Lì la vita da cani ce la facevo già io, ed era escluso che potessi condividere quell’abituro con qualunque altro essere vivente. Poi mi ero finalmente lasciato lusingare nuovamente dalle delizie di una vita a due, ma l’appartamento di un condominio popolare mal si prestava a ospitare un amico peloso.
Un giorno arrivò quasi per magia la svolta che attendevo e sognavo. Mi fu proposta una casa in campagna, nelle colline toscane e non troppo distante dal centro abitato.
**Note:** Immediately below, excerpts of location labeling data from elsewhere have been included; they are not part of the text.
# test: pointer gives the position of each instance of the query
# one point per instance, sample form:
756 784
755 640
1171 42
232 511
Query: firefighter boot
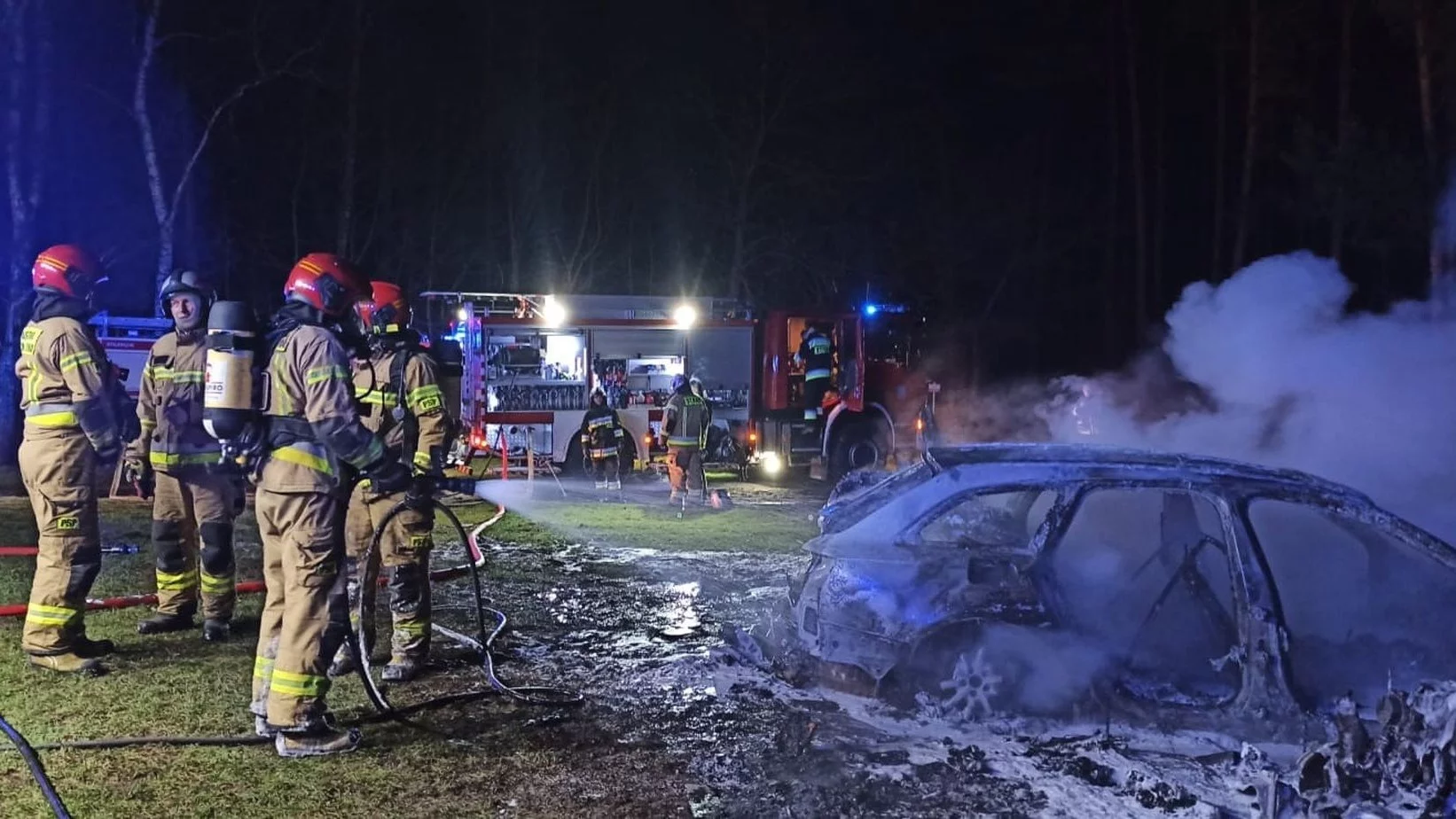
70 662
410 610
86 648
215 630
403 669
160 623
317 742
Perfetta: aveva anche un giardino con una staccionata in legno esattamente come mi era capitato di immaginarla tante volte scarabocchiando con la fantasia su di un foglio di quaderno.
Ora era vera, e potevo dire finalmente di avercela fatta. Ma un cane lo devi scegliere, oppure come nel caso di un buon libro è meglio che sia lui a scegliere te? Avevo deciso di restare in filosofica attesa, che conoscendo la mia impazienza poteva protrarsi per non più di una settimana. E poi dopo sette anni di matrimonio mi ero detto che, abbandonati progetti procreativi, adottare un bambino a quattro zampe poteva essere utile a scongiurare i fantasmi della fatidica crisi, creando interessi nuovi e motivi di allegria in casa.
Fernando arrivò provvidenziale in questo periodo di sospensione e di incertezze vicino al dubbio. Fernando alleva cani e ha un maneggio di cavalli di razza andalusa. Allora aveva due cani di sua proprietà: giocavano con i suoi figli piccoli, Francesco e Caterina. Erano due splendidi fox a pelo liscio: Sole e Luna.